I've got few more components since the last post. First of all, I received all the 60 batteries. Each rated at 1.2V 2.5Ah. My plan is to buy a battery casing that can hook 10 of them in series so that I can output 12V at 2.5Ah. From there if I hook up four so-made battery packs in series, I will get 12V steady output at 10Ah. Before I chose to go with this battery scheme, I did a lot of calculations to figure out how much energy to weight (and volume) ratio I will get. It turns out going with the Li-Ion AA batteries tops the list, but they are not cost efficient. If I go with the Ni-Mh batteries, I can get a result that's pretty close to the result I would get by using the Li-Ion scenario (In fact, the ratio is almost identical). Besides, Li-Ion batteries are slightly explosion hazard upon short-circuiting (check out some YouTube videos on this if you want). So for both safety and economic reasons, I chose Ni-Mh batteries. These battery cases have several mounting holes which is just a bonus point!
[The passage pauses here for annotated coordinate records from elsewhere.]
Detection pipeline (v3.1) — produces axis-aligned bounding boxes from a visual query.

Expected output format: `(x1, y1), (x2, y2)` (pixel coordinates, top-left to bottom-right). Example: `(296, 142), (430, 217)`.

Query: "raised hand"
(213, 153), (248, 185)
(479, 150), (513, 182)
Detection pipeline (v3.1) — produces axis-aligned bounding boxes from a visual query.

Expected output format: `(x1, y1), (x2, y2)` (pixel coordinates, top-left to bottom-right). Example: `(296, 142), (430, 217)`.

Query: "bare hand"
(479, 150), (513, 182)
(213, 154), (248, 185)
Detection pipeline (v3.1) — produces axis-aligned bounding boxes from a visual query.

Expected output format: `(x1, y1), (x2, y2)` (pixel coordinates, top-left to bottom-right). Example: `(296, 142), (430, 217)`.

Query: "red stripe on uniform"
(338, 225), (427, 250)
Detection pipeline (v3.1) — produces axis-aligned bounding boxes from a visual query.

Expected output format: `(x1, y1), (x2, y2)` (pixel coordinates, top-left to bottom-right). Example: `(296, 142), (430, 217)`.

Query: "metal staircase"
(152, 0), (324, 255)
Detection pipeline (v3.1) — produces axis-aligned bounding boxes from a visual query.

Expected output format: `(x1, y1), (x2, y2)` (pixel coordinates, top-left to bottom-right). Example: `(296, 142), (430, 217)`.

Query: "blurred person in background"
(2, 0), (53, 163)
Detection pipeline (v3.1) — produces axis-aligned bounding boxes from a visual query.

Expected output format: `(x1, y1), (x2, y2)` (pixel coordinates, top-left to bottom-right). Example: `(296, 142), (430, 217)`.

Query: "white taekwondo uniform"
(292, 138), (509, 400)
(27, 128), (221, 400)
This pictures shows sixty Ni-Mh rechargeable batteries, a battery charger, an Aluminum casing, and a roll of 10-wire ribbon cable (50ft). The Aluminum casing is to make a control station that will sit on top of navigation bar. It is comprised of an LED module, a linear potentiometer for gain control, a potentiometer pot for directional control, a key starter for ignition, and an optional RFID module for near-field ignition). So my UPC will house two different method to start. I can use a key to start it (just like a car) or I can have my RFID chip near at the control station (< 50cm) and it will start right away automatically.

This is the LED module which I'm going to embed into the Aluminum case shown above. So through this display, a user can interact with the UPC by checking its angular position, speed, gain, and other safety information which will be updated real-time. 

I did a quick test on the LED module. Unfortunately, it turns out the module is defective (2nd and 4th lines are dead). So I requested another one from the company. Back-light and contrast are controllable, but I will not make that function available to the user just to make the coding and hardware fabrication simple.